Auch Nationalelf unter Schock

Manuel Neuer hält sich im Spiel gegen Gladbach den Ellbogen, es ist aber das Knie: Bayern-Torwart Manuel Neuer fällt gegen Australien wegen einer Schleimbeutelentzündung aus. Bild: dpa

Der tragische Flugzeugabsturz in Frankreich drückt auch bei den Fußball-Weltmeistern auf die Stimmung. Der Test gegen Australien gerät zur Nebensache - auch wegen der sportlich wichtigeren Aufgabe in Georgien. Joachim Löw zeichnet einen schonungslosen Ist-Zustand.

Die oberste Devise von Joachim Löw ist klar: Kein Risiko gegen Australien! Der Bundestrainer wünscht sich zwar einen erfolgreichen Probelauf gegen den Asienmeister auf dem Betzenberg, "oberste Priorität" genießt für ihn aber die folgende Pflichtaufgabe des Weltmeisters in der EM-Qualifikation. Die Vorbereitung stand am Dienstag in Frankfurt aber auch bei der Nationalmannschaft unter dem Eindruck des fürchterlichen Flugzeugunglücks in Frankreich mit vielen deutschen Opfern. "Es macht mich traurig und wahnsinnig betroffen", kommentierte Löw.

Eine Schweigeminute

Auch beim Abschlusstraining auf der "kleinen Kampfbahn" an der Frankfurter Commerzbank-Arena war die Stimmung nach den Informationen über den Absturz der Germanwings-Maschine mit vielen deutschen Staatsbürgern gedämpft. "Wir sind auch tief betroffen und fassungslos. Unsere Gedanken gelten den Angehörigen und Opfern", sagte Teammanager Oliver Bierhoff. Das DFB-Team wird in Kaiserslautern mit Trauerflor spielen und eine Schweigeminute abhalten.

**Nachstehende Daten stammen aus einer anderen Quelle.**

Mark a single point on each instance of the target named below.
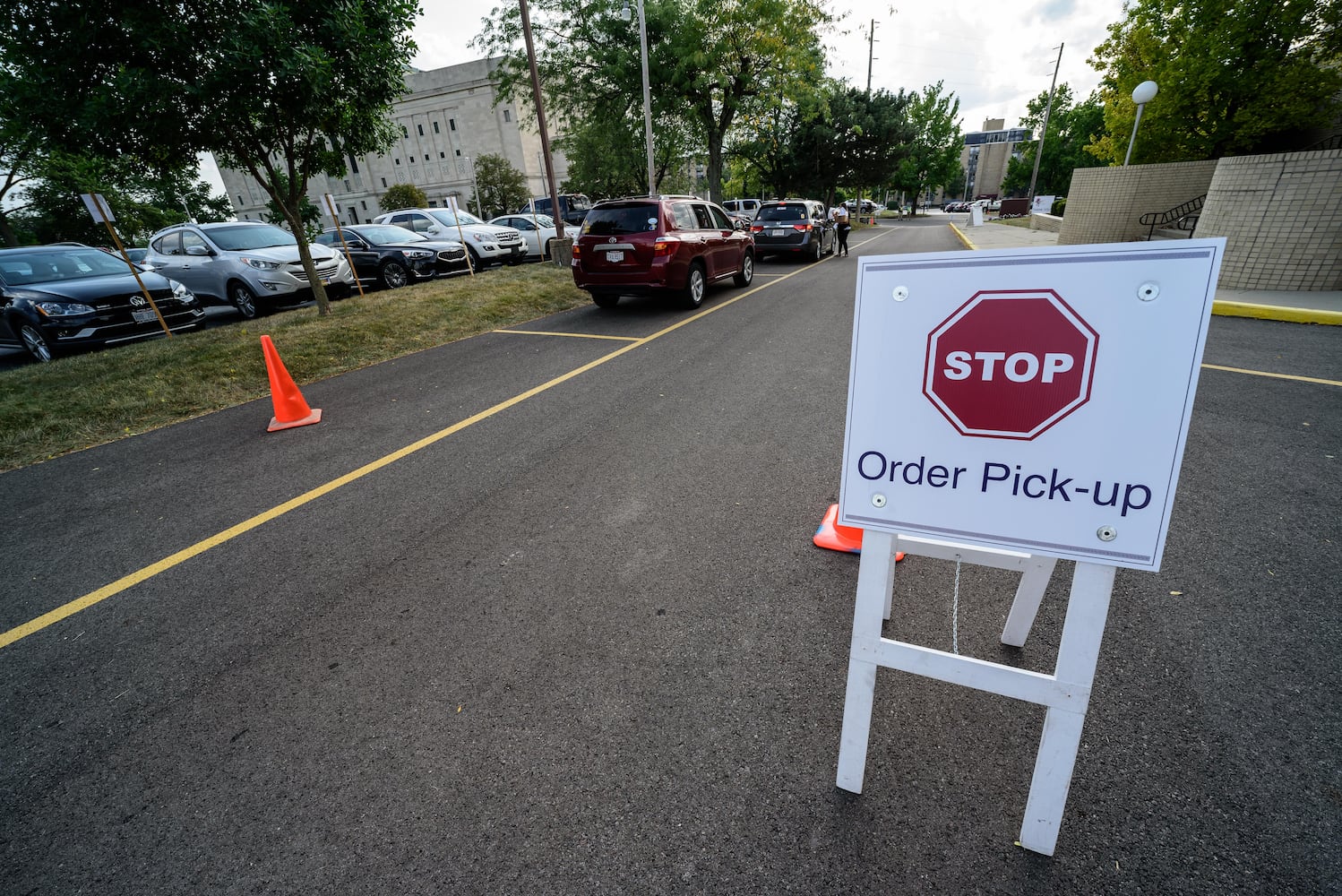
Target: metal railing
(1175, 216)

An der sportlichen Devise beim Jahresauftakt des Weltmeisters gegen Australien am Mittwoch (20.30 Uhr/ZDF) in Kaiserslautern soll festgehalten werden. Die Zuschauer wollten natürlich "gute Spiele und Ergebnisse sehen", sagte Löw. Viel entscheidender seien aber aus sportlicher Sicht drei Punkte am kommenden Sonntag in Georgien, mahnte Löw: "Sonst geraten wir in der EM-Qualifikation noch viel mehr unter Zugzwang." Entsprechend wird der 55-Jährige seine 23 Akteure auf die zwei Partien verteilen und die Kräfte wohlüberlegt dosieren. "Ich möchte gewährleisten, dass alle Spieler am Sonntag in Georgien körperlich und geistig in einem guten Zustand sind", betonte Löw.

Nach der Teamsitzung am Vormittag erfuhren Trainer und Spieler vom Flugzeugabsturz in Frankreich. "Es gibt einem persönlich ein ganz schlechtes Gefühl, weil es keine Chance gibt, dass Menschen überleben", sagte Löw sichtlich getroffen von der Tragödie. Die Stimmung in Kaiserslautern wird gedrückt sein, wenn sich der Weltmeister nach vier Monaten Winterpause gegen die aufstrebenden Australier erstmals wieder vor eigenem Publikum präsentiert. Entgegen der üblichen Praxis gab Löw schon vor dem Abschlusstraining am Dienstagabend einige personelle Fingerzeige für das Warm-up im bislang nicht ausverkauften Fritz-Walter-Stadion.

Weidenfeller im Tor

Der leicht angeschlagene Torhüter Manuel Neuer wird wegen einer Schleimbeutelentzündung im Knie pausieren, verkündete Löw. "Wir wollen nichts riskieren", sagte Löw. Für einen Einsatz von Neuer in Tiflis gegen Georgien bestehe keine Problematik, "wenn man jetzt vorsichtig vorgeht". Im Tor plant Löw auf dem Betzenberg nach Trainingseindrücken mit dem Ex-Lauterer Roman Weidenfeller.

Weitere Vielspieler wie Toni Kroos, Thomas Müller oder Jérome Boateng, die noch am Sonntagabend für ihre Vereine im Einsatz waren, sollen ebenfalls den Akku aufladen. "Ich bin durchaus bereit, gegen Australien das eine oder andere zu probieren", kündigte Löw an. Bis zu sechs Auswechslungen kann er vornehmen. Einsatzgarantien stellte er den lange verletzten Rückkehrern Holger Badstuber und Ilkay Gündogan aus. Bastian Schweinsteiger soll das Team zumindest für einen Teilzeiteinsatz als Kapitän anführen.